Przybyli na miejsce policjanci próbowali reanimować ranną kobietę, jeszcze przed przyjazdem karetki pogotowia. Rany głowy były jednak tak rozległe, że kobieta zmarła.
- Mieliśmy zgłoszenie, że jedziemy do pobicia. Jak zajechaliśmy, to ta pani już nie żyła. Policjant próbował ją reanimować, ale ona już nie żyła. Głowę miała roztrzaskaną. Była masa krwi. Nie wiem, czym ją uderzył. Ale to była jakaś siekiera, maczeta – mówił portalowi jarocinska.pl jeden z ratowników pracujących na miejscu tragedii.
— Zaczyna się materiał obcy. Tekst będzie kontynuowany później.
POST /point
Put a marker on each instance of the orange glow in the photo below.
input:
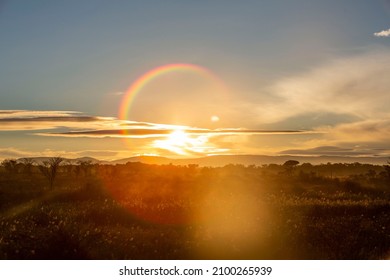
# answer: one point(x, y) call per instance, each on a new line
point(180, 143)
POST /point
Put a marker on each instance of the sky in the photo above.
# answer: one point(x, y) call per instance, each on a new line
point(114, 79)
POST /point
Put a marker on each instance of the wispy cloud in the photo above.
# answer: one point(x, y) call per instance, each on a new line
point(383, 33)
point(6, 153)
point(157, 132)
point(357, 86)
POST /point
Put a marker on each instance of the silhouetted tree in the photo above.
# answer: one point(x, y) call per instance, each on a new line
point(27, 165)
point(289, 166)
point(49, 169)
point(10, 165)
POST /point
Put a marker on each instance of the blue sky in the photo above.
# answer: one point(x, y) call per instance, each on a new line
point(296, 65)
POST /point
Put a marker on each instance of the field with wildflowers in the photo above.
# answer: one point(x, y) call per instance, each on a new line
point(140, 211)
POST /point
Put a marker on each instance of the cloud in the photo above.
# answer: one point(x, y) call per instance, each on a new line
point(358, 86)
point(336, 151)
point(15, 153)
point(383, 33)
point(158, 132)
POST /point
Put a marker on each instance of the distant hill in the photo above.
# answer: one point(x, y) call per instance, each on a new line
point(223, 160)
point(251, 159)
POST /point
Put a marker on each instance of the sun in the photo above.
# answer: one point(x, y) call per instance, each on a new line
point(181, 143)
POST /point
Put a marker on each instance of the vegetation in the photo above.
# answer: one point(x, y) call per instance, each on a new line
point(140, 211)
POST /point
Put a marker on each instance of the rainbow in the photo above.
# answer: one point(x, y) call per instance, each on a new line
point(151, 75)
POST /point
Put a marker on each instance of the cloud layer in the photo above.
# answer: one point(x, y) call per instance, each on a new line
point(383, 33)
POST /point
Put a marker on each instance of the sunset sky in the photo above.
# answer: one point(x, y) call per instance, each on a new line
point(114, 79)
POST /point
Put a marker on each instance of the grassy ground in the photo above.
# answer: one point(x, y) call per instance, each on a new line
point(198, 216)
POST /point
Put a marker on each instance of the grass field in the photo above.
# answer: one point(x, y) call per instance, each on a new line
point(139, 211)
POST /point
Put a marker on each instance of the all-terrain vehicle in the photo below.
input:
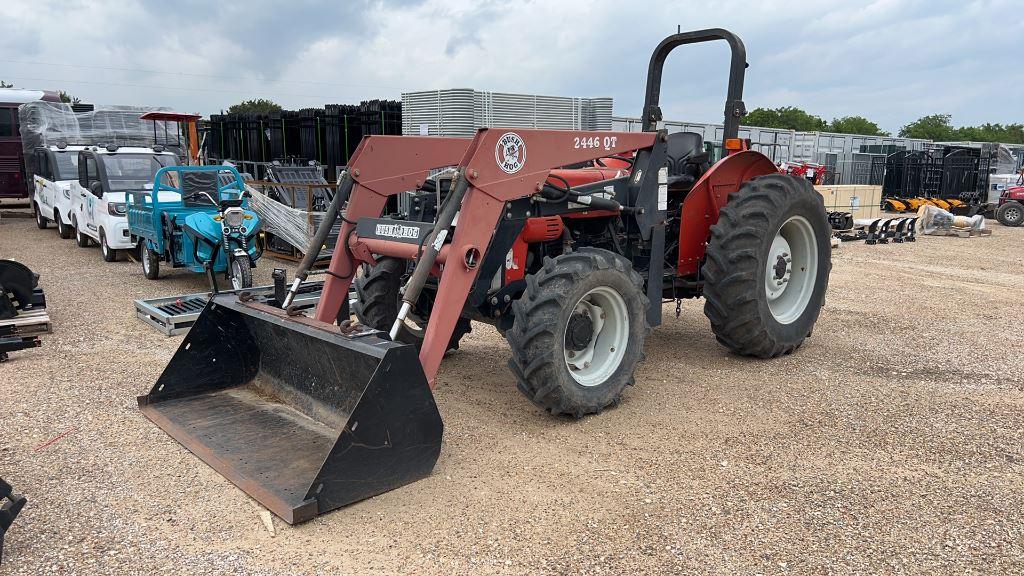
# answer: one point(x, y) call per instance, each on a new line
point(105, 176)
point(206, 227)
point(568, 242)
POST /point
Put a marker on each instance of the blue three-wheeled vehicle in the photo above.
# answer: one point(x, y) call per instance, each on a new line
point(209, 229)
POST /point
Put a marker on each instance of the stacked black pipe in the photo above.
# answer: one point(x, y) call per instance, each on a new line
point(327, 135)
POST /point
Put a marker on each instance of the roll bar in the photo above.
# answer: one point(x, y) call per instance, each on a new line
point(734, 109)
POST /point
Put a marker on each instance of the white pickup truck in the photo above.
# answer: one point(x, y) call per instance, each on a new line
point(105, 175)
point(55, 169)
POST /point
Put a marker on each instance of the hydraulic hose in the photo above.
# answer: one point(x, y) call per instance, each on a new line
point(426, 262)
point(312, 251)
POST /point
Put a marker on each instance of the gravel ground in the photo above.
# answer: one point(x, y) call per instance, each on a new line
point(890, 443)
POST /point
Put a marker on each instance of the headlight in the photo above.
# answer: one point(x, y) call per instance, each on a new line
point(235, 216)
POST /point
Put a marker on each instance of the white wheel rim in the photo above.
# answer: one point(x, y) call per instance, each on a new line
point(596, 363)
point(791, 270)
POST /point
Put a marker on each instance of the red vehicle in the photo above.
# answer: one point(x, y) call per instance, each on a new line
point(1011, 210)
point(809, 170)
point(567, 242)
point(13, 183)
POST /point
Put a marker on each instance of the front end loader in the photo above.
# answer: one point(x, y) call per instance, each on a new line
point(568, 242)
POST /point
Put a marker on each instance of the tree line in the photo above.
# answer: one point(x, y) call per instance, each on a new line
point(934, 127)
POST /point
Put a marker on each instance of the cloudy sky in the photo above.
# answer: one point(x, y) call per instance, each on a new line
point(891, 60)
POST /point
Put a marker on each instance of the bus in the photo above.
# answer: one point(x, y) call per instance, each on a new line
point(13, 183)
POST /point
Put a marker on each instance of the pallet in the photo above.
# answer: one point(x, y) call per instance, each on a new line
point(29, 323)
point(175, 315)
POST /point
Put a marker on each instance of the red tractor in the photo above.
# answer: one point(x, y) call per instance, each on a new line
point(1011, 209)
point(568, 242)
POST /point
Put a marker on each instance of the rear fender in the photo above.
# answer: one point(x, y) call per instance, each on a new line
point(700, 208)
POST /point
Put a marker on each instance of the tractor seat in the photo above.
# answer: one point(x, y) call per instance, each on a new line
point(681, 148)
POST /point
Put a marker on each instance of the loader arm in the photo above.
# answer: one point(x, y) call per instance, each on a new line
point(498, 165)
point(381, 166)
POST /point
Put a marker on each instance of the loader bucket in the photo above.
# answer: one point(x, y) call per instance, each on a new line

Policjanci zabezpieczyli m.in. nagrania monitoringu wizyjnego, przesłuchano też świadków. Śledczy szybko wpadli na ślad podejrzanego, który doprowadził ich do Poznania. Policja ustaliła, że zaraz po ataku na jarociniankę sprawca pojechał do Poznania. Gdy do jego drzwi zapukała policja, okazało się, że 60 – latek już nie żyje.
- Okoliczności jego śmierci mogą wskazywać na śmierć samobójczą – mówi Maciej Meler z Prokuratury Okręgowej w Ostrowie Wlkp.
Sąsiedzi zmarłej 57- latki twierdzą, że kobieta już wcześniej nachodzona była przez nieznajomego im mężczyznę.